CHAPTER
65
USAMRIID
She should have prepared herself.
“He’s getting a treatment,” Platt told her as he led her through the cinder-block hallways.
Maggie had dressed back in her street clothes. It was amazing how something that simple could feel so good. She had to leave behind the purple-flowered jacket. It had been confiscated early on because of Mary Louise’s vomit. A splatter on her sleeve. The one thing that separated Maggie’s fate from Cunningham’s.
Funny how life was, Maggie thought. As an FBI agent she had come face-to-face with killers, been sliced on, shot at and left for dead in a freezer. But she never would have guessed that life or death could depend on her proximity to a little girl’s vomit.
“How is Mary Louise?” she asked Platt as they continued through the maze of hallways. She didn’t expect any details. He’d already made it clear none of the others’ conditions were something he would discuss.
“She’s good,” he said, glancing back at her. “So far.”
They came to the end of a hallway and he punched in a code then slid a key card through the designated slot. This time the hiss of the air-lock door didn’t make Maggie’s stomach plunge. Platt stopped with his hand on the door handle and looked back at Maggie again. She caught his apprehension.
“You’re not used to seeing him like this,” Platt warned her.
Maggie figured Platt was an Army colonel. It was part of his job to make things sound more dramatic, to take everything at its most serious level. He had to overcompensate especially in life-or-death matters.
She followed him into the viewing room and immediately noticed that all the monitors and equipment were humming, flashing, beeping a steady rhythm. She stayed away from the glass wall that separated this room from the small hospital room. She tried not to draw the attention of the two spacemen working inside the room. They were hanging IVs, double bags, one clear liquid, another possibly blood or plasma. Maggie couldn’t tell, either way, there were enough tubes to warrant something serious. And there was the equipment. Though she couldn’t hear the hiss or whirl or beeps, she saw one of the spacemen pushing buttons on machines and monitors and could see their correspondence to some of the computer screens in the dark outside room where she and Platt stood.
At first Maggie concentrated on the spacemen and their smooth, deliberate movements. They worked together seamlessly, not at all encumbered by the suits but almost as if in slow motion. It was like watching the Discovery Channel, only with the sound muted.
One of the spacemen went to the other side of the room and then Maggie saw the man in the bed.
She didn’t recognize him at first. His salt-and-pepper hair looked thin, his face pasty white. His eyes were closed. Tubes ran from his arms and nose to the equipment beside the bed. He looked smaller than his six-foot athletic frame. Smaller and so vulnerable. She stared at him, watching for something that would connect this helpless figure to her energetic boss.
“Mary Louise hasn’t broken with any of the symptoms.” Platt startled her. She had forgotten he was standing right beside her. “The virus may have been lying dormant inside her. It’s difficult to understand, sometimes almost impossible to explain. It’s a parasite, jumping from host to host, completely destroying one while only traveling in others. It may never show up in her. Just like you.”

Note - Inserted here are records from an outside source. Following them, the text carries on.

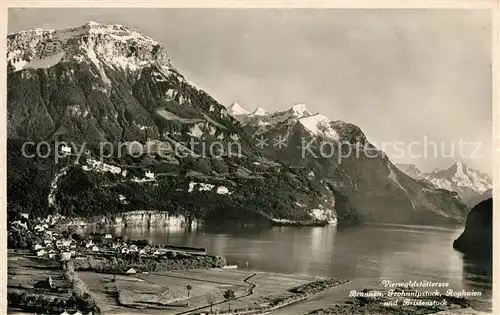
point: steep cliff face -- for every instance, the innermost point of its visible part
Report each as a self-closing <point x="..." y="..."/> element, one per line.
<point x="136" y="219"/>
<point x="340" y="154"/>
<point x="472" y="186"/>
<point x="477" y="239"/>
<point x="110" y="84"/>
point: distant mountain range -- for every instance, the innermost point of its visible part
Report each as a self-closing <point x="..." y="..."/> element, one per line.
<point x="377" y="188"/>
<point x="108" y="83"/>
<point x="471" y="185"/>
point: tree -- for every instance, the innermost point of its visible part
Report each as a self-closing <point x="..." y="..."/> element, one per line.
<point x="229" y="295"/>
<point x="211" y="300"/>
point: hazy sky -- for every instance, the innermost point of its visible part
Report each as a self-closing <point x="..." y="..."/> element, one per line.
<point x="401" y="75"/>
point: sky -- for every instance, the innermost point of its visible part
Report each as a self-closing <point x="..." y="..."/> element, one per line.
<point x="410" y="79"/>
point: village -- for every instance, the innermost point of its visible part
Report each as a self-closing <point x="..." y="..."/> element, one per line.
<point x="65" y="273"/>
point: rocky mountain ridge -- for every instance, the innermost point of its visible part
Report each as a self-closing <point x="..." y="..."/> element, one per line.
<point x="109" y="84"/>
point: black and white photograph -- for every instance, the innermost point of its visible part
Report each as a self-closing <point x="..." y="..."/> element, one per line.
<point x="245" y="160"/>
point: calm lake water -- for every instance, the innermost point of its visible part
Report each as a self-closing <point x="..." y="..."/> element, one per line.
<point x="392" y="252"/>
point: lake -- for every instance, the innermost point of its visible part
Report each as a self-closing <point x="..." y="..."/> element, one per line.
<point x="372" y="252"/>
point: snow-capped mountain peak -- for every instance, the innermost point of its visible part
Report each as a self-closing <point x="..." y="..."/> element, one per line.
<point x="258" y="112"/>
<point x="299" y="110"/>
<point x="115" y="45"/>
<point x="235" y="109"/>
<point x="467" y="182"/>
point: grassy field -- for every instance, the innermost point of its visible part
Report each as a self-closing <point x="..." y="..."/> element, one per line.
<point x="161" y="293"/>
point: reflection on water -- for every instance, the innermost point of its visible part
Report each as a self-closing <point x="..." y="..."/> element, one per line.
<point x="394" y="252"/>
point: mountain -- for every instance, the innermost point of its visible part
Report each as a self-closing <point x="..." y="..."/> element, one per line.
<point x="470" y="184"/>
<point x="126" y="128"/>
<point x="237" y="111"/>
<point x="476" y="241"/>
<point x="259" y="111"/>
<point x="339" y="154"/>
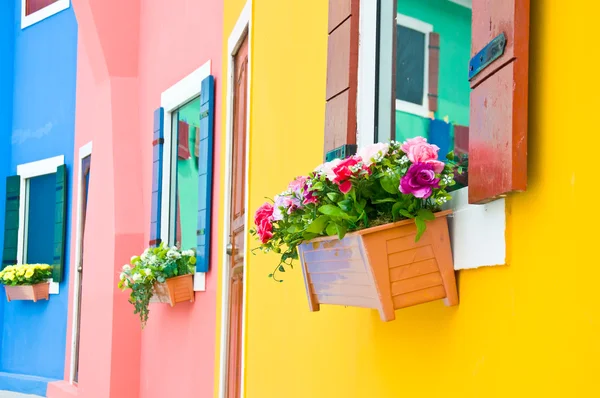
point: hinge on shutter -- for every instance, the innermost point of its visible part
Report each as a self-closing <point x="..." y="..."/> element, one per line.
<point x="341" y="152"/>
<point x="491" y="52"/>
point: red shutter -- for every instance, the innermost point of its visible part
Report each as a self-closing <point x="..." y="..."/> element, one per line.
<point x="498" y="123"/>
<point x="342" y="72"/>
<point x="434" y="70"/>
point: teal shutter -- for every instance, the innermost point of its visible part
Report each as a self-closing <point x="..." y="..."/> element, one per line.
<point x="11" y="221"/>
<point x="205" y="170"/>
<point x="157" y="159"/>
<point x="60" y="223"/>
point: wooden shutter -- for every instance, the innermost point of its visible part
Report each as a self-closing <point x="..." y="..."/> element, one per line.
<point x="434" y="70"/>
<point x="157" y="159"/>
<point x="205" y="171"/>
<point x="11" y="221"/>
<point x="60" y="223"/>
<point x="342" y="72"/>
<point x="498" y="73"/>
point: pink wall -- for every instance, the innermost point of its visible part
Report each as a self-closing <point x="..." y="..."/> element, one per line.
<point x="129" y="53"/>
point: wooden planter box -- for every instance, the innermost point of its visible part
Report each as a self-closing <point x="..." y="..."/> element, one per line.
<point x="35" y="292"/>
<point x="381" y="267"/>
<point x="174" y="290"/>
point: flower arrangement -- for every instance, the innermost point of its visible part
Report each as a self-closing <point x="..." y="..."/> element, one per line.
<point x="155" y="264"/>
<point x="381" y="184"/>
<point x="25" y="274"/>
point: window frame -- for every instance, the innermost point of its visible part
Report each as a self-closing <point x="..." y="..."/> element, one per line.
<point x="27" y="171"/>
<point x="477" y="232"/>
<point x="173" y="98"/>
<point x="40" y="15"/>
<point x="425" y="28"/>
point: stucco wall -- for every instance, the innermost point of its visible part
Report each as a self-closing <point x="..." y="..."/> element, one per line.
<point x="43" y="116"/>
<point x="525" y="329"/>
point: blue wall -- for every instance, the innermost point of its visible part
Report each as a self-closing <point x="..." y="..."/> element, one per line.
<point x="33" y="335"/>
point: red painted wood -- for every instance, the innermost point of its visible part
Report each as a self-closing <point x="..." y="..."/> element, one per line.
<point x="342" y="73"/>
<point x="498" y="122"/>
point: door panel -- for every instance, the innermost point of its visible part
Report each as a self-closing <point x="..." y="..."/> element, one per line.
<point x="237" y="222"/>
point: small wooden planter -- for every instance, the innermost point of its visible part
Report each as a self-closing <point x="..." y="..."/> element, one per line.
<point x="35" y="292"/>
<point x="174" y="290"/>
<point x="381" y="267"/>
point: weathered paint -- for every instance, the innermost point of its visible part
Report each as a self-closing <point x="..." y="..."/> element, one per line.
<point x="37" y="119"/>
<point x="527" y="329"/>
<point x="129" y="53"/>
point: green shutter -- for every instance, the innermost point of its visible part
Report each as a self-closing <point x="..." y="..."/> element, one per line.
<point x="60" y="223"/>
<point x="11" y="221"/>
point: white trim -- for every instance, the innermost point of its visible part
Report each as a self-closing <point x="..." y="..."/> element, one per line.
<point x="48" y="11"/>
<point x="243" y="25"/>
<point x="464" y="3"/>
<point x="367" y="52"/>
<point x="171" y="99"/>
<point x="477" y="232"/>
<point x="27" y="171"/>
<point x="425" y="28"/>
<point x="84" y="152"/>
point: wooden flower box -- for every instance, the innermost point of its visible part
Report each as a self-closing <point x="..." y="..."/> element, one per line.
<point x="381" y="267"/>
<point x="174" y="290"/>
<point x="35" y="292"/>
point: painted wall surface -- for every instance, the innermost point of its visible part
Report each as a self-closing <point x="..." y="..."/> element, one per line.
<point x="43" y="115"/>
<point x="453" y="23"/>
<point x="129" y="53"/>
<point x="527" y="329"/>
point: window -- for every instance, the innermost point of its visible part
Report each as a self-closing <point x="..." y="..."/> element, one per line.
<point x="183" y="212"/>
<point x="33" y="11"/>
<point x="412" y="65"/>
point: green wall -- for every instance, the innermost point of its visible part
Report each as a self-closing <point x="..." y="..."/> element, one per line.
<point x="453" y="23"/>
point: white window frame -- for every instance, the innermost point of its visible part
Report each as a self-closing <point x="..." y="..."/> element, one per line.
<point x="171" y="100"/>
<point x="426" y="29"/>
<point x="27" y="171"/>
<point x="477" y="232"/>
<point x="84" y="152"/>
<point x="40" y="15"/>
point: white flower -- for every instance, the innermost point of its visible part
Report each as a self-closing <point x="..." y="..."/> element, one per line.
<point x="173" y="254"/>
<point x="327" y="169"/>
<point x="373" y="153"/>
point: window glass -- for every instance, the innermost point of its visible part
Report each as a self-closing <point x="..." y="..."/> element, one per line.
<point x="36" y="5"/>
<point x="410" y="61"/>
<point x="186" y="122"/>
<point x="39" y="238"/>
<point x="448" y="126"/>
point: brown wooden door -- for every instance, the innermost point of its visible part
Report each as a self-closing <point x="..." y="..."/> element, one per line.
<point x="237" y="222"/>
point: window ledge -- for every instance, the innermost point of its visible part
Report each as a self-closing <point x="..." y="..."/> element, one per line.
<point x="40" y="15"/>
<point x="477" y="232"/>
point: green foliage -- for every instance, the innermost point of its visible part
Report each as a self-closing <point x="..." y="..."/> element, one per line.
<point x="25" y="274"/>
<point x="155" y="265"/>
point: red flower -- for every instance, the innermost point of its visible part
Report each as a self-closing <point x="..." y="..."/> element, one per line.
<point x="263" y="219"/>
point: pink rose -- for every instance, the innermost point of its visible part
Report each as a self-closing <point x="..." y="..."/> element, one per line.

They stood there silently for what seemed a long time. Maggie swore she could hear her own breathing, a vibrating force inside a wind tunnel that sounded like staggered gasps. She had to be imagining it. Maybe it was simply one of the machines.
“But Cunningham isn’t so lucky?” she finally said, glancing at Platt. He was looking straight ahead. “He already has symptoms?” And this came in a whisper she hardly recognized as her own. Maybe she was having problems breathing.
“Yes,” he said.
“You’ve already seen it? In his blood?”
Hesitation. A long enough pause that she had to look over at him, again. This time he let her have his eyes and she saw it there before he said, “Yes.”